You’ll need a pretty wide variety of plants that bloom continuously all summer, and provide a lot of nectar. Butterflies are most active during the mid-to-late summer, so you’ll need to have flowers that bloom during that time.
Annuals tend to bloom all summer, so if you want continuous blooms you should be sure to include plenty of annuals in your garden. Many perennials are also great at attracting butterflies, but they may not bloom all season.
Be sure to plant larger plants in the back and shorter ones in the front. The taller plants will help block wind from disturbing butterflies and their eggs, and if they’re in the back, they won’t obstruct your view of the butterflies!

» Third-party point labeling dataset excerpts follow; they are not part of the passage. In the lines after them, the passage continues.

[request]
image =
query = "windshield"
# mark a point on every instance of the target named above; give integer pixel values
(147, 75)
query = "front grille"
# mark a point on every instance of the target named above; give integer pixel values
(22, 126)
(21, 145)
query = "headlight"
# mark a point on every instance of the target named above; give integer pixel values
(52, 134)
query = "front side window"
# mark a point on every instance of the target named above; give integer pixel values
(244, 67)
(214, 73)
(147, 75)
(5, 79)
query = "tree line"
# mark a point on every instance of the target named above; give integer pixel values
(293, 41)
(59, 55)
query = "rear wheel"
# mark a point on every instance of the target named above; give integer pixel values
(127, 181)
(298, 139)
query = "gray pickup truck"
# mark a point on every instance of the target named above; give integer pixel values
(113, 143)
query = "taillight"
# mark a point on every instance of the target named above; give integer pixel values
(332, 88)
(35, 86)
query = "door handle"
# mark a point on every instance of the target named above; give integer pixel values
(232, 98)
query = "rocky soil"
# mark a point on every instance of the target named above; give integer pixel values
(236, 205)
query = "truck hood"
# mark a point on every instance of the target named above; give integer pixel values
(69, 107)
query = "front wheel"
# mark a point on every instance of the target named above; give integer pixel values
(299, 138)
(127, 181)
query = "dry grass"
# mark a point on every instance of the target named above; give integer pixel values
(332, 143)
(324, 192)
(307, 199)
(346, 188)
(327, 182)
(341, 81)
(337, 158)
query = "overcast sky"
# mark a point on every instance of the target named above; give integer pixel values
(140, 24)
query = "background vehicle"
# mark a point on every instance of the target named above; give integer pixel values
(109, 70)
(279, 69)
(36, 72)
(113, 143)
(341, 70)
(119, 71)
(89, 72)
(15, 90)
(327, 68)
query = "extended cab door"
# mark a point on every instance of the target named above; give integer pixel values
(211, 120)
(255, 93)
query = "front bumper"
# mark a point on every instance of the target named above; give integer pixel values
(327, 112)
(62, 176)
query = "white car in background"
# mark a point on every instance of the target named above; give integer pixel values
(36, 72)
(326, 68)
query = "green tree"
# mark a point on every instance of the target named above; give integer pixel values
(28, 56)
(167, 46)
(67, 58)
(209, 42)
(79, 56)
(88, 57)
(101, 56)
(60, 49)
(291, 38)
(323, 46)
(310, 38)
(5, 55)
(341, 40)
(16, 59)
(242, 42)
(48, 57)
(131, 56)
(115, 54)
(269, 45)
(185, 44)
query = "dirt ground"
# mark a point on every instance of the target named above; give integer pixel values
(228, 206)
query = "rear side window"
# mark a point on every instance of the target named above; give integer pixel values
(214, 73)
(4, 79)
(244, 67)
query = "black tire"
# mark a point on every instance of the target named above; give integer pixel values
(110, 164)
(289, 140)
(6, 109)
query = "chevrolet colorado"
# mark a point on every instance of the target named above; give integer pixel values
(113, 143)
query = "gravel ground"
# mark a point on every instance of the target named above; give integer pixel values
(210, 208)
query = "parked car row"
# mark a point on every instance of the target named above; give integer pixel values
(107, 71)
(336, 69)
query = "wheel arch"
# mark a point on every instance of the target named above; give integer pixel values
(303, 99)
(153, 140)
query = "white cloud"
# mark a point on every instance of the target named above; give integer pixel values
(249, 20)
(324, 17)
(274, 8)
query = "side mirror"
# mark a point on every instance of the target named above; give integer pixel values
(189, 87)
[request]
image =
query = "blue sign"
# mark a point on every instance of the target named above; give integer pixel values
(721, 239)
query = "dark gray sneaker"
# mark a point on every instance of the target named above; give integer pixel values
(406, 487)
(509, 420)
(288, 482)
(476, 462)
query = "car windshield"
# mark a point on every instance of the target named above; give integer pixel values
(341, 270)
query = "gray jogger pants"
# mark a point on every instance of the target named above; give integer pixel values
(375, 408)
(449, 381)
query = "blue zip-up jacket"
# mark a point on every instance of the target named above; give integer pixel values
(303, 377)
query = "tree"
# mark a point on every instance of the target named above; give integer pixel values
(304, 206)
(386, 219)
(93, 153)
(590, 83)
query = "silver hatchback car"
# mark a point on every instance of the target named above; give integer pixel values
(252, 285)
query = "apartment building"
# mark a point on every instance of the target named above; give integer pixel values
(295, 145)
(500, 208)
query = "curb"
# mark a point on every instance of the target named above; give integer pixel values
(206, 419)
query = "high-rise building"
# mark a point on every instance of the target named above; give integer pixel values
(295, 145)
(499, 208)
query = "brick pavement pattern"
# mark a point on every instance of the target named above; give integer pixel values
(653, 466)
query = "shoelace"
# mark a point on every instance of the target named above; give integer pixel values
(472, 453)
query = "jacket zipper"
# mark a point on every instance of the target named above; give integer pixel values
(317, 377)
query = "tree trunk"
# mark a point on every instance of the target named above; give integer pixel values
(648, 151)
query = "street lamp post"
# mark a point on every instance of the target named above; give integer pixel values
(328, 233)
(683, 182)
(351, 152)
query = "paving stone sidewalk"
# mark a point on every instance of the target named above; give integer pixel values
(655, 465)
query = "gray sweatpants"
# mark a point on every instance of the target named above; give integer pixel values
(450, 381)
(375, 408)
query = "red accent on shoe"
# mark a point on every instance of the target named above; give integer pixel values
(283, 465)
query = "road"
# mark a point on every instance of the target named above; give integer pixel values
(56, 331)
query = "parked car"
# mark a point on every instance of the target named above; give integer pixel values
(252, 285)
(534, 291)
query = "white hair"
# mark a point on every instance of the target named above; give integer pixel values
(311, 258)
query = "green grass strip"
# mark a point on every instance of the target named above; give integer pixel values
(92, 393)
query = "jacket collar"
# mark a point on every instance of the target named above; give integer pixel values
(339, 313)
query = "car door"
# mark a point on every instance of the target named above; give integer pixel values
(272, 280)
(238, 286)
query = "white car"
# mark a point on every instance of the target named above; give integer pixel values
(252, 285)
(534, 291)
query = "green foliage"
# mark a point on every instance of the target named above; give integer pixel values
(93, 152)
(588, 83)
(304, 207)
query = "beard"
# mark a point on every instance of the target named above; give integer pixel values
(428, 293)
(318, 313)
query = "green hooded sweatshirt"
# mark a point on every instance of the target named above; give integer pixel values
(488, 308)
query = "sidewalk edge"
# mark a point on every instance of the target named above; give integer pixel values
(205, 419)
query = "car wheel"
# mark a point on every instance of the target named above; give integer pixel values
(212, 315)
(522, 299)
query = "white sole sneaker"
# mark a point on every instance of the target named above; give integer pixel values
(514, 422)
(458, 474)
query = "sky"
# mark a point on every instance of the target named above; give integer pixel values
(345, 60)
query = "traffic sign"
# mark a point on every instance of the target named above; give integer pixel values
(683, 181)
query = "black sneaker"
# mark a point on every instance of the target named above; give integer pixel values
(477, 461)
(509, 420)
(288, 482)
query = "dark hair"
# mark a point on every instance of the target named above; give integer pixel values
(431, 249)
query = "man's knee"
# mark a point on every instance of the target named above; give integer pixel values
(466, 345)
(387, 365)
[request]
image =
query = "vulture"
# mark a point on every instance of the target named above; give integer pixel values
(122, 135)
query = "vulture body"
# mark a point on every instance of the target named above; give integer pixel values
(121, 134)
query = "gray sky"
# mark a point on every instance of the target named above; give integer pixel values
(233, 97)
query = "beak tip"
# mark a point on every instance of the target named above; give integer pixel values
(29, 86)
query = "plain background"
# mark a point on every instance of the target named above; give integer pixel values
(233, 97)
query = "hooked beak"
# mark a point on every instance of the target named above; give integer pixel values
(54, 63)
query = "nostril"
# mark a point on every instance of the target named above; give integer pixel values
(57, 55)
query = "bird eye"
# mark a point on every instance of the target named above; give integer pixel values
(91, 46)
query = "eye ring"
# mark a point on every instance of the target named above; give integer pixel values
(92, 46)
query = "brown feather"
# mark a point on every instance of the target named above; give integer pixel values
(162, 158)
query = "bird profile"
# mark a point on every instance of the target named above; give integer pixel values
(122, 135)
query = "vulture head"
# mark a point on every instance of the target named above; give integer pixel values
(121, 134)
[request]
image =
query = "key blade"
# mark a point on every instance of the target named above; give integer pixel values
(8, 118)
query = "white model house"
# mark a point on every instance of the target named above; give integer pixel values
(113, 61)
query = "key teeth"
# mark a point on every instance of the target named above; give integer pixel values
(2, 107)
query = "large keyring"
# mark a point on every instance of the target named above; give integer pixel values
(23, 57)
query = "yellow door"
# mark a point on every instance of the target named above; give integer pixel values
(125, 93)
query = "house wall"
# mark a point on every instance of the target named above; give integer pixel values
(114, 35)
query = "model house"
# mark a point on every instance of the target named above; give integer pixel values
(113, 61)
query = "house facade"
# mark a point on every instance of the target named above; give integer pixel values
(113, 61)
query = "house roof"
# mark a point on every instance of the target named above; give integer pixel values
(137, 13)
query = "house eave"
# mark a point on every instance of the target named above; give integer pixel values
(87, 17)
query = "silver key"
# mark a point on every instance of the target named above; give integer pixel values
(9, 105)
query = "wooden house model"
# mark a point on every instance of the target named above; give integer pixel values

There are many shrubs and trees that you can use as windbreaks for your butterfly garden. These shrubs and trees will also attract butterflies with their sweet, nectar-producing blooms. You can try pear trees, plum trees, mock oranges, butterfly bush, hawthorn, blueberry, rose of Sharon, privet hedge, summersweet, redbud, buttonbush, autumn olive, abelia, and buddleia.
Annuals are especially important for butterfly gardens because of their ability to bloom for most of the summer season. Marigolds, zinnias, cosmos, and sunflower are all classic annuals for attracting butterflies. Other beautiful annuals for butterfly gardens include impatiens, nasturtium, Queen Anne’s lace, verbena, and globe amaranth.
Planting wildflowers can bring in a lot of butterflies. The great thing about wildflowers is their ease of planting. If you want, you can just sprinkle handfuls of wildflower seeds all around an area you wish to cover with them! Sure, some of them will be eaten by birds and other animals, but many will survive and grow.
Good wildflowers for attracting butterflies include coneflowers, milkweed, spearmint, thistles, butterfly weed, ironweed, and New England asters. There are also several wildflowers that are considered too weedy for most gardens, but they are really good at attracting butterflies. These weed-like wildflowers include goldenrod, dogbane, and nettles.
Perennials don’t typically bloom for the entire mid-to-late summer season, but they’re still a very important part of any butterfly garden. Some butterflies prefer specific flowers, and perennials are included in those types. This is why it’s important to have a good mix of various varieties of flowers in your garden.
There are many perennial flowers that are superb for attracting butterflies and providing nectar for them. Aster, coneflower, Shasta daisy, lobelia, passion flower, hibiscus, bee-balm, daylily, goldenrod, chives, sage, mountain mint, false indigo, coreopsis, butterfly weed, black-eyed Susan, phlox, verbena, milkweed, and hollyhock are all super varieties of perennials for butterfly gardens. These varieties are all prized for their ability to provide nectar for butterflies, and should be added to any butterfly garden.